The renovation project committed to break down the image of fixed stereotype of Logistics Company for new employees
In response to various issues the director of a logistics company wished to address—surging business, a shortage of truck drivers, and the difficulty of securing part-time packagers and inspectors—this renovation project sought a better working environment for employees and a more polished corporate identity.
Although distribution warehouses may seem plain and utilitarian, having an appealing space on-site would motivate existing employees, help attract new ones, and improve the corporate image. Because it would have been hard to complete the project all at once, the management set it in motion by gradually updating various areas.

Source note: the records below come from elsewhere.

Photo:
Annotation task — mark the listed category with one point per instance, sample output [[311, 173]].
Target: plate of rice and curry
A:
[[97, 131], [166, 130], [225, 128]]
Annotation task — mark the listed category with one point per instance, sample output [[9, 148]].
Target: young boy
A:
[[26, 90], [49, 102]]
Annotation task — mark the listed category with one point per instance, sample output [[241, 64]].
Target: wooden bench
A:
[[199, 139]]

Originally, the space adjoining the main office in this 35-year-old warehouse had served as an employee break area. Though the office itself was clearly not designed for this purpose, full of old steel desks and office chairs, it was gradually repurposed as a larger break area.
From an operations perspective, there were a few issues. Not all of the space was being used, and old steel desks substituted for break-room furniture. Restrooms still had old-fashioned Japanese toilets. There were calls for more suitable desks, where employees could talk with visitors or work on a laptop computer. As a comprehensive response to these needs, we proposed a lounge primarily for employees—more comfortable for breaks and lunch while being flexible enough to use for meetings and computer work.
Warehouse work had traditionally attracted more men, but this project was also an opportunity to update the bathroom sink area, where improvement was overdue. Especially at a time when more women are entering this field, making up for a lack of drivers and applying deft skills in packaging, the company has benefited from a workplace that is more comfortable for men and women alike.
The wood-paneled lounge provides a refreshing contrast to the metal-walled warehouse, which makes it a relaxing space.